I hadn’t worked out the rest. But then along came the TV series, Long Lost Family, which connects people separated by adoption. At once, I found myself thinking how methods of dealing with unplanned pregnancy had changed radically since I was a girl in the 1960s – and suddenly, I had the story behind those two characters.

In the novel, Suzie has written an account of walking the old pilgrim route across northern Spain, and the book’s publication brings James back into her life. She hasn’t seen him since her student days. When he says he wants to find the child he fathered forty years ago, she’s torn between rage and a need for answers.

Rather like a pilgrimage, the story goes on to reveal the challenges they face over the next few months, but their history was equally important to the novel. How did these two people meet? What were they like as teenagers – and what were the circumstances behind that one fateful evening?
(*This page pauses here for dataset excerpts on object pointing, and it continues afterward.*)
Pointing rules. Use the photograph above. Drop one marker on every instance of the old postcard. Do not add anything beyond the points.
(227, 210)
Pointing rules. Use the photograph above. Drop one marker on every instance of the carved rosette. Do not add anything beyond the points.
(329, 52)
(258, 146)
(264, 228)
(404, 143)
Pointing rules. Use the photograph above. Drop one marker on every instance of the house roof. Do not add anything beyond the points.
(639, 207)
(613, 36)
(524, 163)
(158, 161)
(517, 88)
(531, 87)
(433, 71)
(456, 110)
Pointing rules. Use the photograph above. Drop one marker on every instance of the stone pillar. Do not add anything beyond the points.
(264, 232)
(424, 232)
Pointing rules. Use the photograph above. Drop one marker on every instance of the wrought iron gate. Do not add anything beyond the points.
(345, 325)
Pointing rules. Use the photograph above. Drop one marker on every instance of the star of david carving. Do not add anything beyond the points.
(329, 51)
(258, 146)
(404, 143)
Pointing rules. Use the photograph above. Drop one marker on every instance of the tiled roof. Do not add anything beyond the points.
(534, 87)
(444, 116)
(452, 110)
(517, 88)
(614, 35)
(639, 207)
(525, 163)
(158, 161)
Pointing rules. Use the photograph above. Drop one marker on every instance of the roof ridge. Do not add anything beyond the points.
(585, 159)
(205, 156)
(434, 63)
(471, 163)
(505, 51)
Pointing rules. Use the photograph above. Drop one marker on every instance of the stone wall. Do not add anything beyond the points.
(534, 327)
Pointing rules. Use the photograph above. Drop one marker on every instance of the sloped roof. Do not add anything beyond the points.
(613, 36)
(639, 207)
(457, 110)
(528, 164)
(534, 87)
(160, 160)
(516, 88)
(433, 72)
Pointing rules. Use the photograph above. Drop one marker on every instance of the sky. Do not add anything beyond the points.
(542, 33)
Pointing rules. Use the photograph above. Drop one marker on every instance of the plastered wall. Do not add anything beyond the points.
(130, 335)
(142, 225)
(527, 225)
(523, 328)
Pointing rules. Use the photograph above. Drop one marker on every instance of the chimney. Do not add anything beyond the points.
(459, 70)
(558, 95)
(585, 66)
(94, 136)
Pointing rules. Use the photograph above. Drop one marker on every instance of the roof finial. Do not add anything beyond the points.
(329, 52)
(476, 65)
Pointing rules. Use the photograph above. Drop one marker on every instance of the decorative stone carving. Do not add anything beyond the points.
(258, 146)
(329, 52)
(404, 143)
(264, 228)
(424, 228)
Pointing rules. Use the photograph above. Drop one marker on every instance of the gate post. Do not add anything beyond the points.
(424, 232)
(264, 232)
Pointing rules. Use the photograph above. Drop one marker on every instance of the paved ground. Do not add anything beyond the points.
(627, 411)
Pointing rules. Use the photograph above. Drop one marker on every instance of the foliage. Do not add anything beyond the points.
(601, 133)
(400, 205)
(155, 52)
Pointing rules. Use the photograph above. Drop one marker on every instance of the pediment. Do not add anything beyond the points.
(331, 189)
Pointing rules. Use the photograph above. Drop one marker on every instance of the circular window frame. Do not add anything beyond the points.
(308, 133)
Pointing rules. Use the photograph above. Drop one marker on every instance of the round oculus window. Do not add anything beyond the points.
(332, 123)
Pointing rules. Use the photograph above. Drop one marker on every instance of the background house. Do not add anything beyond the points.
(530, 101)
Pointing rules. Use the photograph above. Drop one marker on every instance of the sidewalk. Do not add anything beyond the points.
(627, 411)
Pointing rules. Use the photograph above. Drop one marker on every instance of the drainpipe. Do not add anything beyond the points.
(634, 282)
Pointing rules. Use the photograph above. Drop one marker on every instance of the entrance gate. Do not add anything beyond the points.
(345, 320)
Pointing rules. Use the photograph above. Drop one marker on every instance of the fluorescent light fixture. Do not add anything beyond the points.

Suzie’s background evolved from my own recollections of life as an art student. I never got to do what I’d wanted to do originally – work in the display department of a big store – but in One Night, Two Lives, Suzie does achieve that ambition, albeit via a roundabout route. For her, it’s led to a career in interior design, and ultimately her own home-boutique business in York.

James’s character – like that of Suzie’s husband Freddie – evolved through several young men I’d known at art school. At the time, there were some stark contrasts between people of widely differing backgrounds, and how they behaved and interacted. But in describing James’s later life as a priest, I was fortunate in having family connections as well as a helpful local vicar.

A distressing but vital aspect of the novel was Suzie’s experience as an unmarried mother. I had friends who sadly went through the whole Mother-and-Baby-Home experience – each story harrowing in its own way. The internet provided me with a broader picture, the most useful being Rose Bell’s dissertation for her MA:  http://www.motherandbabyhomes.wordpress.com/

And so we’re back to my inspiration – Long Lost Family – and the search for children adopted half a century ago. A long job – for this researcher as well as those on the TV!

Settings were easier – some are real, others based on various small towns and villages in Yorkshire and Oxfordshire. Gradually, through writing, a picture began to emerge, rather like a tapestry, in which facts were woven into times, places and events created by imagination.

The final challenge was a massive one. How to tie up this story of love, betrayal, and redemption? The conventions of fiction provided a teasing selection of answers – and one way and another, I explored them all. But to find out what really happened in One Night, Two Lives, you’ll have to read the book!